Document sanitisation conventions for the project so the same placeholders are used consistently across examples, issues, and docs.

Verification and testing

After each meaningful change:

  • run tests
  • run linters/checks where available
  • verify expected behaviour
  • report failures clearly

AI tools will confidently cite library methods, function signatures, and config options that do not exist.

Running the code is what catches this.

Static review alone is not sufficient, because a hallucinated method name is syntactically indistinguishable from a real one.

Do not claim something works without verification.

If verification cannot be performed:

  • say so explicitly
  • explain what remains unverified

Security review of AI-generated code

AI tools introduce security vulnerabilities.

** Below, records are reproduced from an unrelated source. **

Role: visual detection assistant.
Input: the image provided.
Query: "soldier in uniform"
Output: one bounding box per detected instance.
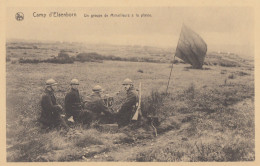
[85,85,114,123]
[117,78,139,128]
[64,79,90,124]
[40,79,68,128]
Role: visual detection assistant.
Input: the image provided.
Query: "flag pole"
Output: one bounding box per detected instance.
[166,52,176,94]
[166,23,183,95]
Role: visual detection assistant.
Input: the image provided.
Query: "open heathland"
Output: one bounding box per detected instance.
[6,43,255,162]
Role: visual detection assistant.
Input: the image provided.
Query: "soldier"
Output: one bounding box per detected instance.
[85,85,113,123]
[65,79,90,124]
[40,79,68,128]
[117,78,139,128]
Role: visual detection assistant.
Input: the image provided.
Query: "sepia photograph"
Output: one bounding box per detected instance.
[4,2,256,163]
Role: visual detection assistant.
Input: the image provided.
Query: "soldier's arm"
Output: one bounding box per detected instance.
[121,92,137,109]
[42,96,61,113]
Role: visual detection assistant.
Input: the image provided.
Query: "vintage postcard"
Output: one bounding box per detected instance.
[1,1,259,165]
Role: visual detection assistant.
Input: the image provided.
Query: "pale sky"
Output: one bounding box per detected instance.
[6,7,254,55]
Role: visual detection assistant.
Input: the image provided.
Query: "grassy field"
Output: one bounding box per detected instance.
[6,42,255,161]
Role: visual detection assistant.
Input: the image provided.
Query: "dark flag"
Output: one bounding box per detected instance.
[175,24,207,69]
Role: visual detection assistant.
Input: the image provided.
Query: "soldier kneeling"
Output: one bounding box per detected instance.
[65,79,91,124]
[85,85,114,123]
[40,79,68,128]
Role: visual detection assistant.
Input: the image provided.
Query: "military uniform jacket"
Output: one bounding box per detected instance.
[85,93,109,114]
[65,88,82,117]
[120,87,139,112]
[41,89,62,121]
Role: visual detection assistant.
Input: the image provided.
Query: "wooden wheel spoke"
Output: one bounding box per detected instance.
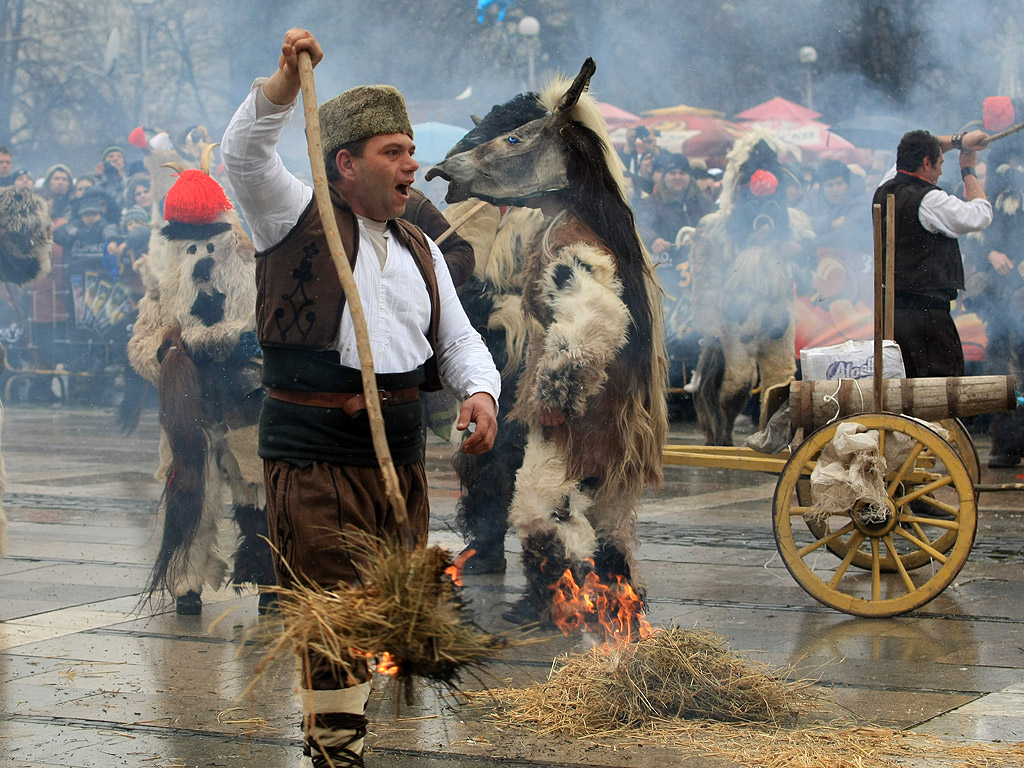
[893,525,946,565]
[901,475,954,511]
[828,530,864,589]
[899,514,959,536]
[887,441,925,496]
[790,504,817,517]
[797,520,864,557]
[882,534,918,594]
[871,538,882,600]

Generated code is syntactically plausible but may contain:

  • hardcoded credentials or secrets
  • command injection via string concatenation
  • missing input validation at system boundaries
  • insecure defaults
  • invented or malicious package suggestions

Review all AI-generated code for these issues before accepting it.

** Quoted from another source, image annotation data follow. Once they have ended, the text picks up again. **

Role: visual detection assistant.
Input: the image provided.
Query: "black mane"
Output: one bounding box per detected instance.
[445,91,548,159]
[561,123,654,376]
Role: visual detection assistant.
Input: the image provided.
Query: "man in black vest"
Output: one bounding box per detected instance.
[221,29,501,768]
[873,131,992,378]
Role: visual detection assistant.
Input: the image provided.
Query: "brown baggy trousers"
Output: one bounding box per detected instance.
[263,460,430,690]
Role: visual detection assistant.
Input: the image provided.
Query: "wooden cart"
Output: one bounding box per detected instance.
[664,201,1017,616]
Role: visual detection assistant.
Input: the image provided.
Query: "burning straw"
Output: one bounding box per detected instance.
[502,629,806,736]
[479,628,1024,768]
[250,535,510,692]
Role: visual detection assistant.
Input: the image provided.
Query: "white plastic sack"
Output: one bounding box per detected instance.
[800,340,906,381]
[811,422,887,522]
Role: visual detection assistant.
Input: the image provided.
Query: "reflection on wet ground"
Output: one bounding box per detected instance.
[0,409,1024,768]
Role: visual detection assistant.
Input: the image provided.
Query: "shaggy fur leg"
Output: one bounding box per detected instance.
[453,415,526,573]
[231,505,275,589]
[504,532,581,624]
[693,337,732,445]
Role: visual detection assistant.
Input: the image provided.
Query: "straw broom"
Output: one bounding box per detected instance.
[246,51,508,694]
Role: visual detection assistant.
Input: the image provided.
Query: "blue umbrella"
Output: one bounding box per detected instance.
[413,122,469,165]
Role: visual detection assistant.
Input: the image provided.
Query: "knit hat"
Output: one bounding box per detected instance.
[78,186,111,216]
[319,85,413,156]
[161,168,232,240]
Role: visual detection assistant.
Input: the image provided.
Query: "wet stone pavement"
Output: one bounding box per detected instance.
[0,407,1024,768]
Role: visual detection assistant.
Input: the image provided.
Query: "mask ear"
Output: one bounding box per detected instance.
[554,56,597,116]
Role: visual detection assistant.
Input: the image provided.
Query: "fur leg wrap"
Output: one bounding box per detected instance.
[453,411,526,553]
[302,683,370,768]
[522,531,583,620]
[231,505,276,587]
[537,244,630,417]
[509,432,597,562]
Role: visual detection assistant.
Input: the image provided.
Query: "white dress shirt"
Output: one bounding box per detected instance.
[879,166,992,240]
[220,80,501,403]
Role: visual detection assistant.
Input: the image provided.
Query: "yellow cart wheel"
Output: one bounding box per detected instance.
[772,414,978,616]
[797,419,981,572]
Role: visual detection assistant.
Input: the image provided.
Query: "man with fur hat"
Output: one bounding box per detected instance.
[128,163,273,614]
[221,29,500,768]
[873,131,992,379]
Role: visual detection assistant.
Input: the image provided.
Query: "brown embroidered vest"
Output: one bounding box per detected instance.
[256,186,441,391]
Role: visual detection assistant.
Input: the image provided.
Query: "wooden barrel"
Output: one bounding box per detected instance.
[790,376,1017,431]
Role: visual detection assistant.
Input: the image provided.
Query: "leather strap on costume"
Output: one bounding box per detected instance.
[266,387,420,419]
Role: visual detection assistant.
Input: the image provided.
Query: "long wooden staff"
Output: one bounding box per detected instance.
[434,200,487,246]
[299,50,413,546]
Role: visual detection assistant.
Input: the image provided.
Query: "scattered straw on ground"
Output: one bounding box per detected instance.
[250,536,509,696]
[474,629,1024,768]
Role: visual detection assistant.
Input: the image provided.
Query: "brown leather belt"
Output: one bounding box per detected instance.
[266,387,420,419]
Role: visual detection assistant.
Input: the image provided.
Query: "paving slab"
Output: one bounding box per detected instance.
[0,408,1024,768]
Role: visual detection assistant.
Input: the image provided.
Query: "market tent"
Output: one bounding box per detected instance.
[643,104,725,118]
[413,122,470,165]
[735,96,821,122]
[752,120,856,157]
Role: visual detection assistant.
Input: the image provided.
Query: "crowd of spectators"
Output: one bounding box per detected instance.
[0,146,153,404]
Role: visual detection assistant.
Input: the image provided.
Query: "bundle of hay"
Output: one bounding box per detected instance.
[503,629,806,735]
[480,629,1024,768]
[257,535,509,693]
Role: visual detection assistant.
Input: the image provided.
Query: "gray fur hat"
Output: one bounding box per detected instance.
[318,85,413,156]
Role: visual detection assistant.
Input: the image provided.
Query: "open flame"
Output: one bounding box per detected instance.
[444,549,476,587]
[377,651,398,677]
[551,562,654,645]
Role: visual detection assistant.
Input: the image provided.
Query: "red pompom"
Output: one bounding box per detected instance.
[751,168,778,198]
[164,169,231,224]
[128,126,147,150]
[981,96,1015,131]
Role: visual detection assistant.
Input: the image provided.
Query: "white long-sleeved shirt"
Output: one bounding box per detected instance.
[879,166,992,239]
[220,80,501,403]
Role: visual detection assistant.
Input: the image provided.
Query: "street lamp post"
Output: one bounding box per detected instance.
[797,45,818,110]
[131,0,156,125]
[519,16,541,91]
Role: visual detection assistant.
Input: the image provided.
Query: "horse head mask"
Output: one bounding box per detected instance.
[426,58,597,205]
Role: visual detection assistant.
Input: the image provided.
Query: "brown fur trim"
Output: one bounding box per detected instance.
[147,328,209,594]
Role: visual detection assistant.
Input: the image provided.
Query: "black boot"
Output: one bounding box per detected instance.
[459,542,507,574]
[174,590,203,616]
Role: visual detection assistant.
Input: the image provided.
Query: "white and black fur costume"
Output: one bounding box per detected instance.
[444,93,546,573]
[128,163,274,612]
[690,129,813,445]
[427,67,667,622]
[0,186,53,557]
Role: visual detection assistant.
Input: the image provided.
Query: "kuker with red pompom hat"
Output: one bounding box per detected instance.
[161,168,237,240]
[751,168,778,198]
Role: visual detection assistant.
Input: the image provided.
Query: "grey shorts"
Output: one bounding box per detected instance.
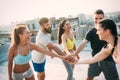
[88,61,119,80]
[12,68,33,80]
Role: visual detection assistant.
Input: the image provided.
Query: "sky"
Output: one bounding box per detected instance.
[0,0,120,25]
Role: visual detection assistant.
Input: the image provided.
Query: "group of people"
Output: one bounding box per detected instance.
[8,9,120,80]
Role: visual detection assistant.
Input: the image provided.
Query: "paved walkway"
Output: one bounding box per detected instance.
[0,53,120,80]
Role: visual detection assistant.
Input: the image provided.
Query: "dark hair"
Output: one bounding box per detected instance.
[99,19,118,54]
[11,24,27,46]
[58,19,67,44]
[99,19,118,37]
[39,17,49,26]
[94,9,104,16]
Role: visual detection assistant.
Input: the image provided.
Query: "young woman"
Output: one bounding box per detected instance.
[58,19,79,80]
[8,24,62,80]
[74,19,120,64]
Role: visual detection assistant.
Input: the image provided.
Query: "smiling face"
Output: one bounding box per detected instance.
[96,24,108,40]
[43,21,52,33]
[94,14,104,27]
[19,28,31,42]
[63,21,71,31]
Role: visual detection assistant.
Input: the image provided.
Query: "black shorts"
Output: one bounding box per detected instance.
[88,61,119,80]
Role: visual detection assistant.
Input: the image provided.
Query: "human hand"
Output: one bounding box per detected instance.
[65,54,79,64]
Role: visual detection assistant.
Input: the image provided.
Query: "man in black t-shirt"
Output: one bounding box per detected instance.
[74,9,119,80]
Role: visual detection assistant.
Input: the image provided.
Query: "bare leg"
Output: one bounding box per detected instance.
[37,72,45,80]
[25,75,35,80]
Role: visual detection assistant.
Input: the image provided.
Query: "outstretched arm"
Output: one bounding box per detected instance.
[77,49,111,64]
[30,43,63,59]
[8,47,14,80]
[73,39,88,56]
[47,42,65,56]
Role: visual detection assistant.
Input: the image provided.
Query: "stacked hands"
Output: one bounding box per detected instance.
[63,54,80,64]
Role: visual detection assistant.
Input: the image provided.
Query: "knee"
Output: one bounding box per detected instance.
[37,74,45,80]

Tests passing is not a proxy for security.

Tests verify behaviour, not safety.

When AI suggests adding a new package or dependency:

  • verify it exists
  • verify it is actively maintained
  • verify it has no known CVEs before adding it

Ongoing reviews

A single review at generation time is not sufficient.

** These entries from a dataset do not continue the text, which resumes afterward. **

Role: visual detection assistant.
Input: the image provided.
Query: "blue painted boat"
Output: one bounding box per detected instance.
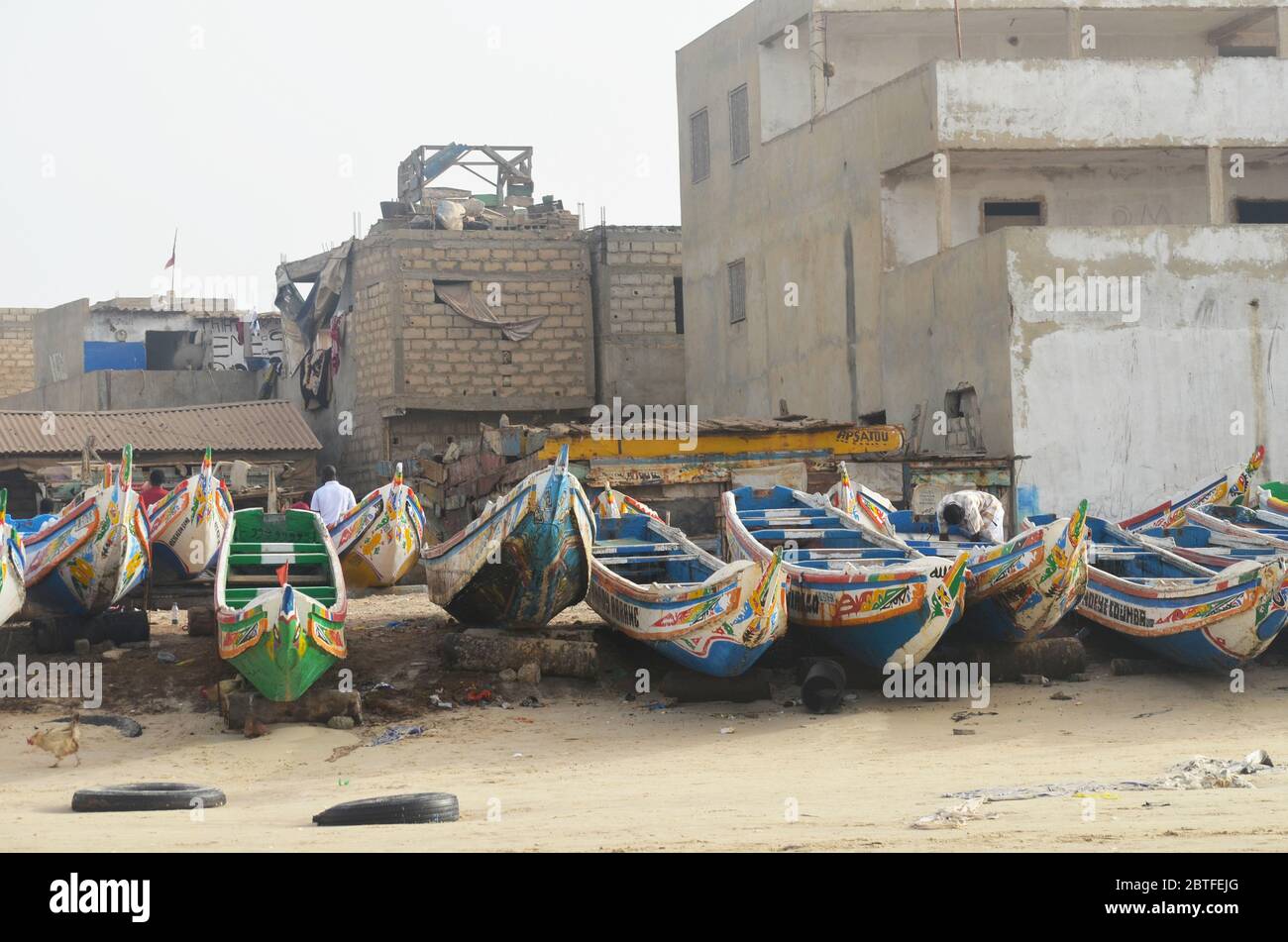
[421,446,595,628]
[721,486,967,668]
[587,499,787,677]
[14,446,152,618]
[1078,517,1288,671]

AI-contributed code accumulates, and issues missed initially may only surface in combination with later changes.

Review AI-contributed code regularly — at minimum:

  • when a significant feature completes
  • when dependencies are updated

Review for:

  • security patterns listed above
  • accidentally committed credentials or sensitive data
  • unnecessary or unsafe dependencies added on AI suggestion

Record each review in the project journal:

  • what was checked
  • what was found
  • what was fixed

Scope of authorisation

Approving one action does not authorise the same action in a different context.

Confirm risky or irreversible operations explicitly each time:

  • pushing to a remote
  • dropping or overwriting data
  • force operations
  • modifying shared infrastructure

When suggesting a shell command for the user to run:

  • explain what it does before they run it
  • flag anything destructive or hard to reverse

Unless standing permission is recorded in a durable config file that both the human and AI can read, do not assume prior approval carries forward.

Project journal workflow

Maintain a journal.md containing:

  • recent work
  • parked ideas
  • open questions
  • lessons learned

Update it whenever:

  • significant work completes
  • mistakes reveal missing rules
  • architectural decisions change
  • work is deferred

The journal is operational memory, not a changelog.

Summarise:

  • why decisions were made
  • what alternatives were rejected
  • what uncertainties remain
  • what future work was intentionally deferred

Do not record every tiny edit.

Session startup

At the start of each session:

  1. Read the journal.
  2. Check parked ideas and open questions.
  3. Note current project state before asking or being asked what to work on.

Do not rely on the AI to remember previous sessions.

Assume a cold start every time and let the files provide continuity.

Recommended project structure

project/
├── CLAUDE.md
├── SKILLS_USED.md
├── journal.md
├── memory/
│   ├── user.md
│   ├── feedback.md
│   ├── project.md
│   └── references.md
├── docs/
│   ├── architecture.md
│   ├── design.md
│   ├── workflows.md
│   ├── coding-standards.md
│   ├── ai-workflow.md
│   ├── ai-rules.md
│   ├── ai-security.md
│   └── project-memory.md
├── todo.md
└── src/

Short operational prompt

Once the project is structured properly, prompts can stay extremely small:

Read the project docs and journal.
Complete the highest priority TODO item.
Use TDD.
Update journal.md if new lessons or decisions emerge.

Most people are still trying to "prompt engineer" around missing project structure.

The structure matters far more than clever prompts.